Two months ago, surgeon and New York Times columnist Pauline Chen observed that primary care demonstration projects have spent most of their efforts building components of the "medical home" - such as proactive, team-based care and health information technology - without necessarily making it "patient-centered":
Call it a P.R. issue, an information disconnect or simply an unfortunate choice of a name, but in all the discussions about patient-centered medical homes, one group of individuals has been conspicuously missing: the patients themselves. And it’s hard not to notice the irony; in a model of care premised on the strength of the patient-doctor relationship, few people other than doctors and experts are even sure what it is or how it affects their care.
It's welcome news, then, that a pair of insightful, accessible analyses of the potential and challenges of the patient-centered medical home model were published last week. The first article, a Health Policy Brief from the Robert Wood Johnson Foundation, succinctly explains the key elements of the medical home, provisions in U.S. health reform legislation designed to spread its adoption in primary care, and remaining questions, including:
1) What does it mean to be a patient-centered medical home?
2) How will we know whether they work?
3) Are patients and physicians ready?
4) Are they for everybody?
5) Do we have the necessary political and financial resources?
The second article on the PCMH, published in the September issue of Family Practice Management, bears the appropriate subtitle "Still a Work in Progress." It describes the variety of pilot projects that are ongoing across the nation, involving "over 14,000 physicians in nearly 5,000 practices caring for nearly 5 million patients."
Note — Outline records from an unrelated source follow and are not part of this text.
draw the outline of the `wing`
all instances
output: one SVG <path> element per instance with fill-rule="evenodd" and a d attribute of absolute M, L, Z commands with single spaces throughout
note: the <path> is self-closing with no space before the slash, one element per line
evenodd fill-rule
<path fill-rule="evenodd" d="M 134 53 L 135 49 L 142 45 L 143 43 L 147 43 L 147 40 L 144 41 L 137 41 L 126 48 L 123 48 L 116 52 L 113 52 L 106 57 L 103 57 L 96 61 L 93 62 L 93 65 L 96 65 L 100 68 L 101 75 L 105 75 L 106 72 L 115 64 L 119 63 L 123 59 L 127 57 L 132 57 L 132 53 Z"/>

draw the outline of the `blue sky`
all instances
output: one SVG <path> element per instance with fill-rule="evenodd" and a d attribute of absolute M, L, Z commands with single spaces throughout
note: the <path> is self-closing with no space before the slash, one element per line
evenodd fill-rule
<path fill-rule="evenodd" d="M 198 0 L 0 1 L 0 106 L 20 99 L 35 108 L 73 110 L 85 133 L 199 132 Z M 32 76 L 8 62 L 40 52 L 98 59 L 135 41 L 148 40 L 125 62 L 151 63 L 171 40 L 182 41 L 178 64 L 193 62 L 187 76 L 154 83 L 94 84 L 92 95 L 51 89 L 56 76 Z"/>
For these projects to be successful, those 5 million patients need to experience being at the center of their primary care. What does that mean, exactly? In the August issue of Health Affairs, several prominent family medicine researchers defined a patient-centered approach as one that "fosters interactions in which clinicians and patients engage in two-way sharing of information; explore patients' values and preferences; help patients and their families make clinical decisions; facilitate access to appropriate care; and enable patients to follow through with often difficult behavioral changes needed to maintain or improve health."
It's hard for me as a family physician to read those words and not think that patient-centered primary care is stuck in a sort of chicken-and-the egg scenario. In order to "earn" more time per patient visit, we've been asked to prove to insurers, payers, and government officials that the patient-centered medical home provides additional value beyond traditional primary care. But in order to do all of the things that constitute patient-centered care, we first need to be able to spend more time with patients. Therefore the subtitle of this post: easier said than done.